Alas, most who invested on this basis have been sorely disappointed.
Fortunately, as a recent survey by United States consulting firm A.T. Kearney and The Economist Intelligence Unit found out, MNCs have lowered their expectations.
The survey, covering 67 foreign companies operating in China, said: 'Headquarters of several MNCs are becoming more patient in terms of when returns from their China investments will materialise. They have more realistic expectations compared to the first investment wave, when many overly optimistic projections failed to materialise.' Most MNCs today expect it will take three to four years to break even in China, concurrently it will take more than three years to reach global rates of return on investment.
Indeed, more than 60 per cent of respondents suggested it would take six to 10 years to achieve global rates of return. To reach long-term objectives, many MNCs appear willing to accept lower short-term performance.
The survey found that Beijing's plans to 'level the playing field' for foreign and domestic companies will continue to change significantly the competitive business environment.
The move has pros and cons for foreign investors: import tariffs are being cut, fees for power and land use will be equalised, further easing of investment spheres, uniform but higher taxes, and removal of tax incentives.
Despite the removal of some tax incentives, foreign investors are increasing their investments in China.

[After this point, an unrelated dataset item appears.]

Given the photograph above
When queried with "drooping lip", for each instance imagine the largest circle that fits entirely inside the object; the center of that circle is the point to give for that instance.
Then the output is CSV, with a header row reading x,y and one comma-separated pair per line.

They recognise that a China presence is an essential part of a global strategy, the market is becoming extremely difficult but challenging, and a long-term view is essential to success.
The survey said: 'The additional amount planned to be invested in China over the next five years is twice that already invested and committed. This additional investment will take the form of more joint ventures and/or wholly-foreign owned subsidiaries.' These additions, coupled with plans to increase significantly geographic coverage, will raise the management complexity of operating in China. Government actions to create a level-playing field will, in all likelihood, be the bumpiest road for the MNCs - a road which requires a long-term perspective.
So, quitting China may be an option few MNCs can afford to entertain.